I do not work at Big Gulp this is an addicted to fishing customer service announcement from someone whose MasterCard is taking a Cyber Monday hit.....


----------



## Garboman (Jul 22, 2010)

The addiction has worsened. Just Ordered a Big Gulp 12' 3/4" Net V1

For $135 delivered I figured that this was a real good exercise program.

Never having thrown a 12' net, if it proves to be too much to me, I will gift it to a Hatteras Island professional mullet fisherman, I know two of them, one can not stand me and generally lets me know it when we meet at one of his secret net spots down Hatteras way.

I am hiding my wallet until tomorrow when the coast will be clear.


----------



## Garboman (Jul 22, 2010)

Received the bulk spool last night from Chaos from Cyber Monday.

Instead of the old 3 pound bulk spool containing 7120 yards of 20 pound Chrome I was expecting.

I got a new bulk spool containing 3000 yards in the old spool size but only filled half full.
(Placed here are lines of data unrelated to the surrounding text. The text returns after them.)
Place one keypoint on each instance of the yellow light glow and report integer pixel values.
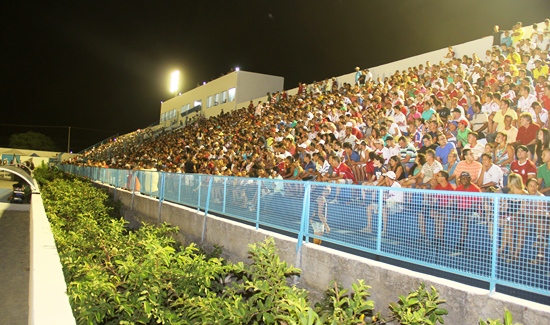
(174, 81)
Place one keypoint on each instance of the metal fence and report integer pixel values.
(501, 239)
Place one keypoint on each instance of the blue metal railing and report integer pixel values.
(500, 239)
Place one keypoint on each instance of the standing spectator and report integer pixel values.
(491, 178)
(393, 203)
(477, 148)
(523, 166)
(442, 152)
(527, 132)
(543, 142)
(543, 173)
(479, 120)
(468, 165)
(466, 206)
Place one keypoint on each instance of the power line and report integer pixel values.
(56, 126)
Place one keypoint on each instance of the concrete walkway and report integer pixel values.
(14, 259)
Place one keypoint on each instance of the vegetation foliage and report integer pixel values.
(116, 275)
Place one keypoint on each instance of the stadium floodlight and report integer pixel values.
(174, 82)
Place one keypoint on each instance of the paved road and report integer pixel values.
(14, 261)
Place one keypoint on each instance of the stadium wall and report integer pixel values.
(320, 265)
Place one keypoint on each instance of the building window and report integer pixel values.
(231, 93)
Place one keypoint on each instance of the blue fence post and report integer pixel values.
(304, 223)
(258, 204)
(179, 188)
(379, 222)
(224, 194)
(492, 282)
(199, 193)
(208, 193)
(160, 193)
(206, 208)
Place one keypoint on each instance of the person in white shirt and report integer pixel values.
(477, 148)
(526, 99)
(491, 177)
(539, 114)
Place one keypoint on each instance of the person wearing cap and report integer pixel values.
(381, 150)
(496, 122)
(393, 128)
(393, 203)
(392, 146)
(477, 147)
(358, 74)
(469, 164)
(466, 205)
(341, 174)
(444, 148)
(527, 132)
(523, 166)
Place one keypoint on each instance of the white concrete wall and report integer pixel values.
(48, 300)
(255, 85)
(320, 265)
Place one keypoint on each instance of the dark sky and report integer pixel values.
(102, 67)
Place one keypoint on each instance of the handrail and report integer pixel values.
(478, 223)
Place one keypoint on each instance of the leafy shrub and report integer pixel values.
(120, 276)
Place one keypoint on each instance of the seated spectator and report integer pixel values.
(543, 173)
(445, 147)
(429, 169)
(523, 166)
(379, 170)
(491, 178)
(539, 114)
(543, 142)
(496, 122)
(509, 130)
(540, 214)
(467, 205)
(428, 143)
(514, 220)
(527, 132)
(393, 203)
(407, 152)
(479, 120)
(396, 166)
(476, 147)
(462, 134)
(438, 209)
(468, 165)
(414, 174)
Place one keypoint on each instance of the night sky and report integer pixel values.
(102, 67)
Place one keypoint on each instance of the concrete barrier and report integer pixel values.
(321, 265)
(48, 300)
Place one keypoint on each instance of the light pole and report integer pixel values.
(174, 82)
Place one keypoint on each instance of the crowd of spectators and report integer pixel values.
(469, 123)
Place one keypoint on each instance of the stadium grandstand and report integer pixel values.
(444, 165)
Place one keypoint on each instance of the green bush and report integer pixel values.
(116, 275)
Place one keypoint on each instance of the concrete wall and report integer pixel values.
(320, 265)
(248, 85)
(48, 300)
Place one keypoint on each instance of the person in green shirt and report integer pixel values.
(543, 173)
(462, 135)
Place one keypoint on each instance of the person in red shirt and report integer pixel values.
(438, 207)
(467, 205)
(527, 132)
(523, 166)
(341, 174)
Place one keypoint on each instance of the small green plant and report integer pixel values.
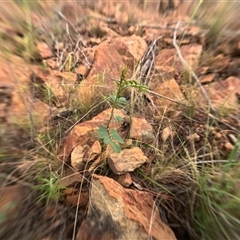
(49, 187)
(111, 136)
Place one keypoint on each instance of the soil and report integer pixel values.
(25, 152)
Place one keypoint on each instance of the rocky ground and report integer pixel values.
(80, 159)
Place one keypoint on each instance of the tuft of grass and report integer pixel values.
(49, 188)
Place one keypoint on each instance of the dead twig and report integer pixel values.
(188, 68)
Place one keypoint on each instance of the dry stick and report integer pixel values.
(78, 121)
(188, 68)
(60, 14)
(185, 64)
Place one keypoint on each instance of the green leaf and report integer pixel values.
(115, 136)
(118, 119)
(102, 132)
(116, 148)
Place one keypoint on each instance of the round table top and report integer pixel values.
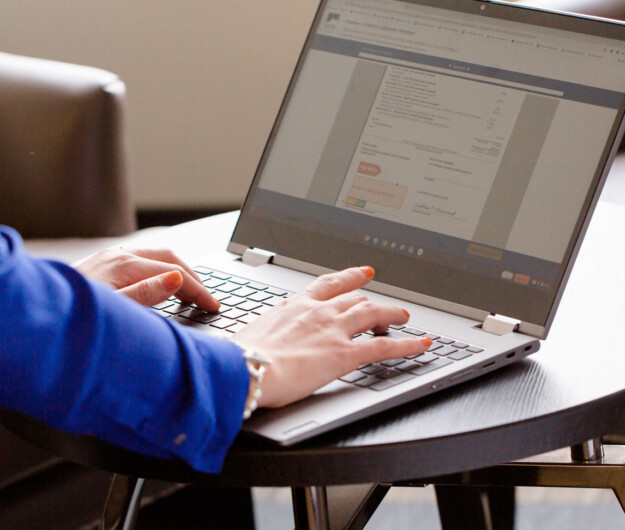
(573, 389)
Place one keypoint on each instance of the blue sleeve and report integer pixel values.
(84, 359)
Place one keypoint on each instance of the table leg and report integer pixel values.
(475, 507)
(122, 504)
(310, 508)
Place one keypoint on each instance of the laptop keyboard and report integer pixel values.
(243, 301)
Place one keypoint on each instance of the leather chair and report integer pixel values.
(62, 163)
(62, 174)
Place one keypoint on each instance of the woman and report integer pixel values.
(80, 357)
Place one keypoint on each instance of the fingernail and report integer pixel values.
(369, 271)
(172, 281)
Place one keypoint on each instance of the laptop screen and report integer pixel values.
(456, 150)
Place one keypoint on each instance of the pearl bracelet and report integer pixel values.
(256, 367)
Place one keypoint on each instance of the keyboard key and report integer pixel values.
(228, 287)
(163, 305)
(259, 297)
(430, 367)
(248, 318)
(238, 326)
(234, 313)
(272, 301)
(388, 383)
(392, 362)
(245, 292)
(212, 283)
(445, 350)
(206, 318)
(372, 369)
(413, 331)
(276, 292)
(232, 301)
(352, 377)
(426, 358)
(393, 334)
(257, 286)
(249, 306)
(240, 281)
(219, 296)
(176, 308)
(222, 323)
(389, 373)
(460, 354)
(262, 309)
(368, 381)
(406, 366)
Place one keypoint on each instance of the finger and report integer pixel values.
(346, 301)
(382, 348)
(195, 291)
(330, 285)
(154, 290)
(367, 316)
(165, 256)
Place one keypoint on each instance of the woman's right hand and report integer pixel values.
(308, 337)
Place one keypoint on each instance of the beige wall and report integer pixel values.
(205, 79)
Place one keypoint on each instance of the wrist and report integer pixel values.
(256, 367)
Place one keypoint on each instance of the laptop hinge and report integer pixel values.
(500, 325)
(257, 256)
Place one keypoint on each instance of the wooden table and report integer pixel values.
(572, 390)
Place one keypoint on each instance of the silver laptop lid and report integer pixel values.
(457, 147)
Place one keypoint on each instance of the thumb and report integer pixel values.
(154, 290)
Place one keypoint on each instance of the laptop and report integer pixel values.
(459, 148)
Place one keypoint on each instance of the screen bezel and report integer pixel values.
(443, 287)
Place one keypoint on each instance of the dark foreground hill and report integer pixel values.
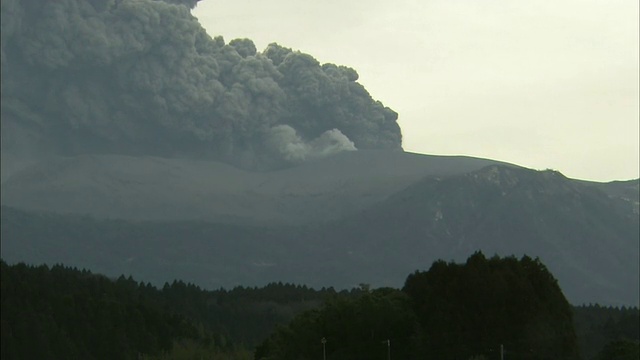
(378, 217)
(45, 312)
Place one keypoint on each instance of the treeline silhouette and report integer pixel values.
(62, 312)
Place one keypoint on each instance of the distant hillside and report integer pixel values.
(152, 188)
(588, 239)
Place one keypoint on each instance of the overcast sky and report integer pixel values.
(542, 84)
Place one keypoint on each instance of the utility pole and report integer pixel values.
(388, 348)
(324, 350)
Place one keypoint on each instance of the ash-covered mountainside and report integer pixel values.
(585, 234)
(588, 233)
(142, 77)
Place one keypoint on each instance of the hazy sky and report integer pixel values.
(542, 84)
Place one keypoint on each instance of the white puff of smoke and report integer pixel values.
(285, 141)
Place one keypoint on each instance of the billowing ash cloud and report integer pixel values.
(143, 77)
(284, 141)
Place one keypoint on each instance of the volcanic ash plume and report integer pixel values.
(143, 77)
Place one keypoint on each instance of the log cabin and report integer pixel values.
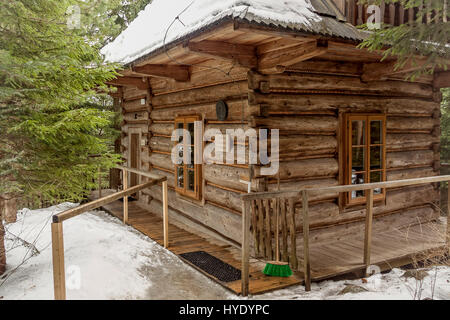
(343, 118)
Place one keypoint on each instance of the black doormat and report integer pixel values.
(213, 266)
(130, 199)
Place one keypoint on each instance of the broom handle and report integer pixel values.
(277, 204)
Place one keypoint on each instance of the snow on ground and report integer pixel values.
(107, 260)
(114, 262)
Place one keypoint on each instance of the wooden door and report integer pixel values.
(134, 160)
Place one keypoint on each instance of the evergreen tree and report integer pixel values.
(428, 35)
(51, 119)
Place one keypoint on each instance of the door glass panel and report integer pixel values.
(180, 177)
(376, 161)
(358, 178)
(191, 180)
(376, 176)
(180, 126)
(358, 159)
(358, 133)
(191, 132)
(376, 132)
(191, 152)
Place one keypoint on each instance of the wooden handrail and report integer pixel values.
(303, 194)
(140, 172)
(345, 188)
(59, 281)
(60, 217)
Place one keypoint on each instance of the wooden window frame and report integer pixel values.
(347, 136)
(196, 194)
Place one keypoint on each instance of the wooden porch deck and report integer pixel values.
(390, 249)
(182, 241)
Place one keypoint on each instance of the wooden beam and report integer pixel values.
(441, 79)
(177, 72)
(245, 55)
(306, 260)
(60, 217)
(125, 198)
(368, 228)
(245, 248)
(277, 61)
(165, 214)
(377, 71)
(59, 275)
(140, 83)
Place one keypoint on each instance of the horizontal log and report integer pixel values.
(131, 93)
(327, 67)
(409, 158)
(385, 223)
(297, 185)
(226, 176)
(308, 124)
(223, 197)
(161, 144)
(162, 129)
(215, 93)
(203, 74)
(235, 111)
(282, 103)
(402, 123)
(412, 173)
(397, 142)
(306, 168)
(292, 81)
(224, 222)
(328, 215)
(138, 115)
(162, 161)
(60, 217)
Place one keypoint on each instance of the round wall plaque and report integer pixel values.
(222, 110)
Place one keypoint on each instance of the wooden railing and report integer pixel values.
(391, 13)
(58, 219)
(258, 211)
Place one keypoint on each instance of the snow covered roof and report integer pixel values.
(157, 25)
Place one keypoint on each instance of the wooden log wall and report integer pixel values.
(307, 105)
(219, 210)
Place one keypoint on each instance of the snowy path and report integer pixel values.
(107, 260)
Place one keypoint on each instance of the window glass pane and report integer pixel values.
(358, 159)
(191, 180)
(376, 132)
(376, 157)
(358, 178)
(180, 153)
(376, 177)
(358, 132)
(180, 126)
(191, 150)
(191, 131)
(180, 177)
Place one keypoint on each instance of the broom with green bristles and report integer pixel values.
(277, 268)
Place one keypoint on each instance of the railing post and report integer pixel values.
(368, 227)
(59, 276)
(245, 247)
(306, 261)
(165, 214)
(448, 215)
(125, 199)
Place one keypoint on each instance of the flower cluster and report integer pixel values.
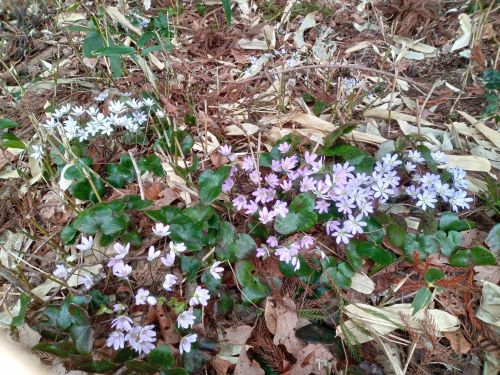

It looks exactly like the half filled spool it is.

Website at Chaos was changed in the interim since Monday to read medium bulk spool instead of 3 pound bulk spool so others had the same problem I had this morning.

Nice gentleman at Chaos went through this with me, but the bottom line is Pure Fishing wins since 3000 yards regular price is now $110 normally. 

Was given the opportunity to ship back for refund, but then I would be out 2 shipment payments, here and back.

I have put it in my mind that a big shark (Named Pure Fishing) has come along and stripped me of 4120 yards of Chrome.


----------



## pcbtightlines (Aug 9, 2020)

Pure Fishing has alot of sharks in the waters …everywhere you turn in the tackle industry.


----------



## abass105 (Jun 13, 2006)

Garboman said:


> Received the bulk spool last night from Chaos from Cyber Monday.
> 
> Instead of the old 3 pound bulk spool containing 7120 yards of 20 pound Chrome I was expecting.
> 
> ...


You are a better person than I. I would have contacted my credit card company and fought the charge due to deceptive advertising. That’s just me.


----------



## Garboman (Jul 22, 2010)

I made a feeble attempt at getting Chaos to send me some more Chrome. Fella working at Chaos was so polite I did not feel like making things too difficult between us as Chaos was willing to refund me my money once I returned the Chrome.
I buy a lot of small things from Chaos, they carry the stuff I use and have rod building supplies and ship really fast.

My nets arrived today. 12' Net is certainly way more than a 10', after a bit of real I finally got one 12' pancake before I ran out of steam in about 6 attempts.

10' net is nice.

12' is a real workout machine for me anyway.


----------



## pcbtightlines (Aug 9, 2020)

Chaos does have some attractive pricing. Got a great deal on 3 spools Of Sufix Tritanium and it arrived quick.


----------



## geo (Apr 28, 2020)

Garboman said:


> Received the bulk spool last night from Chaos from Cyber Monday.
> 
> Instead of the old 3 pound bulk spool containing 7120 yards of 20 pound Chrome I was expecting.
> 
> ...


the half spool thing started last year why I switched to stren hi vis gold!


----------